Der Begriff Grusel trifft im Fall von „Hereditiary“ wesentlich besser zu als das Wort Horror. Denn der New Yorker Regisseur Aster, der den Film nach vielen tragischen Unglücken in seiner eigenen Familie sozusagen als Therapie inszeniert hat, verzichtet auf die üblichen Bestandteile des Horrorfilms wie viel Blut und Gewalt. Aster geht es in seinem Film um ein Gefühl der Verunsicherung. Jeder, der schon mal einen lieben Menschen verloren hat, dürfte es kennen. Das Gefühl, das sich einstellt, wenn nichts mehr so ist, wie es mal war. Wenn man seine Koordinaten erst wiederfinden muss.
Im Grunde genommen – da liegt der Film auf einer Länge mit dem deutlich besseren „Der Babadook“ – ist „Hereditary“ ein Film über Trauerarbeit. Die Großmutter, das zentrale Element der Familie Graham, ist gestorben. Das Leben läuft langsamer ab als sonst. Alle sind noch stiller und achten viel mehr auf das, was passiert.

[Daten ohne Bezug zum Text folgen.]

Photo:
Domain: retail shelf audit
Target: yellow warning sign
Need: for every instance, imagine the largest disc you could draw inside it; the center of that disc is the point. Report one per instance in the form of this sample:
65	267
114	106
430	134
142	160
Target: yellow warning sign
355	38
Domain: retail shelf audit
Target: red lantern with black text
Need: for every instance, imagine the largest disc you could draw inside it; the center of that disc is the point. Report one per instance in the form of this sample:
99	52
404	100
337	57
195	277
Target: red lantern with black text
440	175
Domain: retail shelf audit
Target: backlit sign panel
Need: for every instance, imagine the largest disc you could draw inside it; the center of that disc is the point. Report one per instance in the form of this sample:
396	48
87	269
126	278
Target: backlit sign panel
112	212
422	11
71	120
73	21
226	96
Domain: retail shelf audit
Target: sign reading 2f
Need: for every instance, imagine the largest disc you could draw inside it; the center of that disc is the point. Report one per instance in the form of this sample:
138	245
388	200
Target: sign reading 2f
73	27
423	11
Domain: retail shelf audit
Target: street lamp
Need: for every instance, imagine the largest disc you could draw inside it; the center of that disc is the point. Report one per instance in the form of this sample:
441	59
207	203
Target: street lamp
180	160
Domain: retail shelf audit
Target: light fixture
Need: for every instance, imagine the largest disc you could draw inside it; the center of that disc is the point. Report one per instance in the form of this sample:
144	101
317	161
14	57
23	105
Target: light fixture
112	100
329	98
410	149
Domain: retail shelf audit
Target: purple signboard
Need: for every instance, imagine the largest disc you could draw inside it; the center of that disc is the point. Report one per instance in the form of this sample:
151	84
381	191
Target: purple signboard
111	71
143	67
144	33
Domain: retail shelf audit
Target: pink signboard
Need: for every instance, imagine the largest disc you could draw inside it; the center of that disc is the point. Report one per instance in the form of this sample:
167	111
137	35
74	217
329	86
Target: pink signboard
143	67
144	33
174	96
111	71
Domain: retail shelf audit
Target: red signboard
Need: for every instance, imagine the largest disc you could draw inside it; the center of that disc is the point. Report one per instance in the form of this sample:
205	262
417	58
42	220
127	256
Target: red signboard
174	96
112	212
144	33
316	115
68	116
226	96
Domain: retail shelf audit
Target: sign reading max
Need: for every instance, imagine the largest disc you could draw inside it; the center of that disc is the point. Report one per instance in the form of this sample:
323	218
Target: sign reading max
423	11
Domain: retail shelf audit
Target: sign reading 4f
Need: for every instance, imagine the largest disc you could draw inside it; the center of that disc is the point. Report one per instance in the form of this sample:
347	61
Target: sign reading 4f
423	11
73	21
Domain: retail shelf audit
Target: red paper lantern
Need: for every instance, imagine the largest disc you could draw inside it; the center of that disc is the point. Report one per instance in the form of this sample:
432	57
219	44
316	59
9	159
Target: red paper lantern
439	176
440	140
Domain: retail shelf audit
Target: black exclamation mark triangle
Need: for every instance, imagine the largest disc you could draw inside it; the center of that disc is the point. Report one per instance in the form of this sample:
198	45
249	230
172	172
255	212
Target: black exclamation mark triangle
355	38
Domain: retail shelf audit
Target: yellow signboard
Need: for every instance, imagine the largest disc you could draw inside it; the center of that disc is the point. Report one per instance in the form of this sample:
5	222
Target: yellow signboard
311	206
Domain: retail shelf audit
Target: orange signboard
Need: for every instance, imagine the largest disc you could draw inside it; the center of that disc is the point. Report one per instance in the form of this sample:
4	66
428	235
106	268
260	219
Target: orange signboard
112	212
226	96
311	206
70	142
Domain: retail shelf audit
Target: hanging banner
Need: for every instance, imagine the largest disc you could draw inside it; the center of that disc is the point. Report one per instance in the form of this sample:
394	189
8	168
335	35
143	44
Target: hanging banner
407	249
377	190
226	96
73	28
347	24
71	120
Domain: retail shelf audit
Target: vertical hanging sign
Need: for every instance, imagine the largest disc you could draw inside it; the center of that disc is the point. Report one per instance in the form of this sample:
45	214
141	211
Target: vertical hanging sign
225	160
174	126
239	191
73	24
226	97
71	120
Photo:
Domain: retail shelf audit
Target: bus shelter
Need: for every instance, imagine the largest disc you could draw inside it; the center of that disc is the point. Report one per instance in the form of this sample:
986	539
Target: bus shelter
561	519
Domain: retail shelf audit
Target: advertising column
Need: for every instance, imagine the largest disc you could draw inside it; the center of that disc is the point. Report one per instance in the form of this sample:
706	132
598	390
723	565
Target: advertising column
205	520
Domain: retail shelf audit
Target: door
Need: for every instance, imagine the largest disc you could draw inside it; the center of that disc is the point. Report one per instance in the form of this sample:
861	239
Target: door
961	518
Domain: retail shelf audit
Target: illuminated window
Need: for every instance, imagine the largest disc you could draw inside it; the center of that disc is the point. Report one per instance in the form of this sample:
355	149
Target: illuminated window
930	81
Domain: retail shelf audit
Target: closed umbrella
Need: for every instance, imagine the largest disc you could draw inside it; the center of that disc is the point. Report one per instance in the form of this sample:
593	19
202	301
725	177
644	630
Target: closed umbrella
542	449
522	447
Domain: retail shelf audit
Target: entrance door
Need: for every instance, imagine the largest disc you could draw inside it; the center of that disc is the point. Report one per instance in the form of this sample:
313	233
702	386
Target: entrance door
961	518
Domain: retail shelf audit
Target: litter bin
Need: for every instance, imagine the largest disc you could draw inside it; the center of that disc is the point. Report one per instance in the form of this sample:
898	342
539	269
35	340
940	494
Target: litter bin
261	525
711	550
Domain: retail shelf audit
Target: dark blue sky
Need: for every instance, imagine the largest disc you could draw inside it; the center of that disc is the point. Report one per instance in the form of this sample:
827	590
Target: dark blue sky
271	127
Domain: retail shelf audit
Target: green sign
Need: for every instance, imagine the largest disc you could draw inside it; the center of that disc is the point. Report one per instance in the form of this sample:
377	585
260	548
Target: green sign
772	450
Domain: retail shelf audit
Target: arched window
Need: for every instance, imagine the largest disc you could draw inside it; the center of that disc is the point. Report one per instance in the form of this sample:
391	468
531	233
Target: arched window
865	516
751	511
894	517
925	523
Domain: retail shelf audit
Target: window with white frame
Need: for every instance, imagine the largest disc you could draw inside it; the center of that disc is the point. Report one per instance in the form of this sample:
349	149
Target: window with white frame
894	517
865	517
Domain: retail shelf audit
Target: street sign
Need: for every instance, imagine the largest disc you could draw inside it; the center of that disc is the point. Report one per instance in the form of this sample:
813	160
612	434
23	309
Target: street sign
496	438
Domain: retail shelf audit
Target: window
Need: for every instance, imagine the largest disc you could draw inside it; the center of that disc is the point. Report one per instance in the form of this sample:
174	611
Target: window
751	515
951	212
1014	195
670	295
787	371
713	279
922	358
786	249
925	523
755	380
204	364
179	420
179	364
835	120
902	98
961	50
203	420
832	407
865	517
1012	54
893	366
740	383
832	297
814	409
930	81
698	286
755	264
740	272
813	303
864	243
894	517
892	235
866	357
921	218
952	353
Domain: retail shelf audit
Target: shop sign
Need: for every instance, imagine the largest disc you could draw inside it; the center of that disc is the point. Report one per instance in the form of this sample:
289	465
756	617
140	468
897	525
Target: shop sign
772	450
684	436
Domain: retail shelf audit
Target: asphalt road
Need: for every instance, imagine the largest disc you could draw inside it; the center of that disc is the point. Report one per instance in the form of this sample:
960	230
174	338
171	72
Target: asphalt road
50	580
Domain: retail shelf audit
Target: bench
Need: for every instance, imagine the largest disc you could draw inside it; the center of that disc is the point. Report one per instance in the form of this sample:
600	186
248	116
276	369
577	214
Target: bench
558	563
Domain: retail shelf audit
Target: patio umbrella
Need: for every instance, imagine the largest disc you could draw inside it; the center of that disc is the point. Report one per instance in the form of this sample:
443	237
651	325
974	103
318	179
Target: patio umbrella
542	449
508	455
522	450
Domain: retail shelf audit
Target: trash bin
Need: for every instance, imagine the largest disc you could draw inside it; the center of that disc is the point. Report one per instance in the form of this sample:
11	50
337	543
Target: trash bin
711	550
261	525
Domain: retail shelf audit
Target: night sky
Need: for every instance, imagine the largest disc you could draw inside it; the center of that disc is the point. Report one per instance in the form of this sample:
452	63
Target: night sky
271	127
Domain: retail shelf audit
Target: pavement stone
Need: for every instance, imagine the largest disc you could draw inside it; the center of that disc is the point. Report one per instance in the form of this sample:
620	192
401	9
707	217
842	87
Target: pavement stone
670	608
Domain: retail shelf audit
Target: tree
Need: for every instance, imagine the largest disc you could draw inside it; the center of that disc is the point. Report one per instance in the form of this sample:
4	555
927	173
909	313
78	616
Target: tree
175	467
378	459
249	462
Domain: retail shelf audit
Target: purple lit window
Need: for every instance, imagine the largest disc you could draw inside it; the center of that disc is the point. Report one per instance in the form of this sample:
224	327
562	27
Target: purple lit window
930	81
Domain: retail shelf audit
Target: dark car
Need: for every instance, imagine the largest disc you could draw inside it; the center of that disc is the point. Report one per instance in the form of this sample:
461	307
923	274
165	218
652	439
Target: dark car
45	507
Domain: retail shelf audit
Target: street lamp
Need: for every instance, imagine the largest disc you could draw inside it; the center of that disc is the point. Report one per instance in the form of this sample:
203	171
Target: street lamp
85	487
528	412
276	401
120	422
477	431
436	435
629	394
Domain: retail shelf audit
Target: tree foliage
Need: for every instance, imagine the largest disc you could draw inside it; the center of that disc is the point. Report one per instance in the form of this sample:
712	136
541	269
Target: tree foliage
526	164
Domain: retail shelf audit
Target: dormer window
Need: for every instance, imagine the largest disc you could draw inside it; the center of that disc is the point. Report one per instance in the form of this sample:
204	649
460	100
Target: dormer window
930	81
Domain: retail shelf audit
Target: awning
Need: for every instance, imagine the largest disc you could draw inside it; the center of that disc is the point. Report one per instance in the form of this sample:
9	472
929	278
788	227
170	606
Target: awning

In diese Situation pflanzt Aster erste Momente der Verstörung. Ein Zungenschnalzen wird zu einem Schreckmoment. Der Film lebt – zumindest in der ersten Hälfte – von der wunderbaren Überforderung des Zuschauers. Es werden immer mehr Sounds angehäuft, bis man sich als Zuschauer im Kinosessel nicht mehr wohlfühlt.
Irgendwann – und da verlässt der Film dann das Flair des Außergewöhnlichen – bekommt die Geschichte eine konkrete Bedeutung. Es wird benannt, welcher Fluch auf der Familie liegt und wie er bekämpft werden kann.
Ab dieser Stelle nimmt „Hereditiary“ mehr Fahrt auf, wird zum typischen Erklärkino. Das dürfte vielen Zuschauern gefallen, die übliche Genreware mögen. Aber die schlafwandlerische Albtraumstimmung vom Anfang, die ist weg.
IDEAL FÜR: Gruselfans, die auf der Suche nach etwas Neuem und Unerwarteten sind.